One reason for that is because much of the industry is still figuring this out, and he noted most are taking an augmentative approach in terms of seeing what AI can do now, but recognizing limitations and not completely getting rid of long-running systems.

“What they are doing is they’re looking to see how they can use AI in combination with Gracenote data to augment and make better what they already do well,” he said.  

Owning the conversation layer?

As noted, AI-powered two-way conversations or ChatGPT-like interactions with TVs or streaming apps is something various players are exploring - and streamers beyond TVOS providers are also paying attention to.

Last month the The Paley Center for Media held an event in New York City featuring a conversation between Optimum CEO Dennis Matthew and Fubo CEO David Gandler, where the executives emphasized the need for a simpler and more consumer-centric approach to streaming, and where the topic of AI inevitably came up. 

During the event, attended by StreamTV Insider, Gandler zeroed in on a need for platforms to embrace technology and shift from a reactive approach to user experiences and content discovery (where you watch one show that’s a mystery and the algorithm then surfaces a bunch of titles in the similar genre that may or may not be of interest) to a more predictive and anticipatory experience.

Not all of that is necessarily two-way conversation based, where he noted inputs on time spent and data accumulated can help figure out ways to anticipate what someone will watch – although acknowledged it sounds a little bit “hard to get to” but believes it’s where the industry needs to be. 

However, down the line, he sees potential for more significant changes around the user interface and experience  – assuming business models don’t impede on technological advances.

“My sense is that the UI we all see today is going to change dramatically.
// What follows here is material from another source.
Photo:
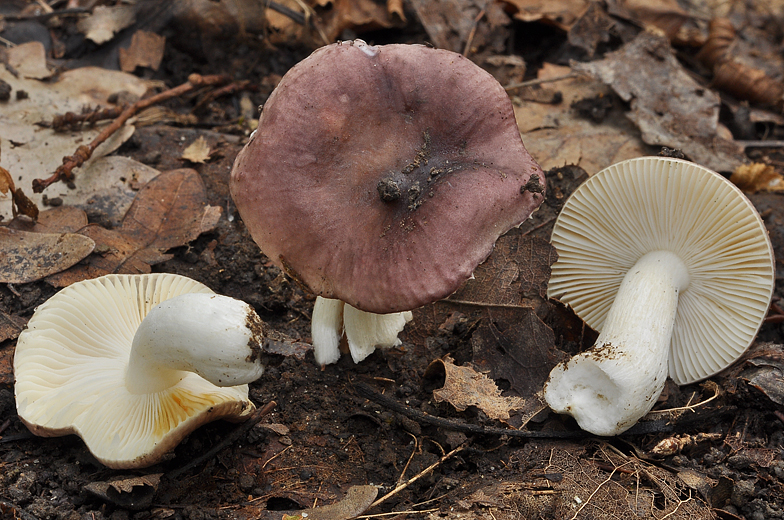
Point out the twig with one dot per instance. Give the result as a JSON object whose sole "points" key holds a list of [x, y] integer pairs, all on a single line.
{"points": [[413, 479], [76, 11], [420, 416], [532, 82], [238, 432], [470, 39], [65, 171]]}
The question is, how dramatic is that going to be?” Gandler posited, contending there are rules that “preclude us from really innovating.”

Pointing to conversational back-and-forth with genAI platforms like ChatGPT or Gemini, he questioned whether one could envision “a world where there is no UI” at all.

In that world, he used an example of a child that doesn’t like to watch TV with their parent, then relaying that fact to the AI-based TV chat that is already well familiar with the user and asking, “What are the things we could watch together?” – where it starts to be a conversation.

“That’s where we’re talking about the anticipation problem,” he added.

And going a little farther, AI moves beyond the question of who holds a billing relationship for subscriptions, where for Gandler, “this now becomes the conversation layer” and who owns that.

The Fubo executive acknowledged he doesn’t know the answer but believes the position will be key over the next decade.

“The company or the group that’s going to figure out or own that layer, those are the groups that are going to really own TV like ten years from now,” Gandler predicted.

Matthew, meanwhile, noted that in his own life, most of the time what he watches at home is “massively predictable” given the day and time – be it watching something with his family on a weeknight, tuning into an NBA game for his favorite team during the season, or playing Chopped or a show like The Office in the background as he goes through emails on a laptop.

“I imagine AI is going to completely transform this experience,” he said.

But like Gandler, believes stakeholders have to be willing to work together “to unlock all the mechanisms to deliver that to the customer,” noting it won’t just show up.

“We've got to work together to be able to deliver this experience that's going to deliver tremendous value for the customer, which I think customers would be happy to pay for, and we can monetize in a way that's much different than what it is today,” Matthew said.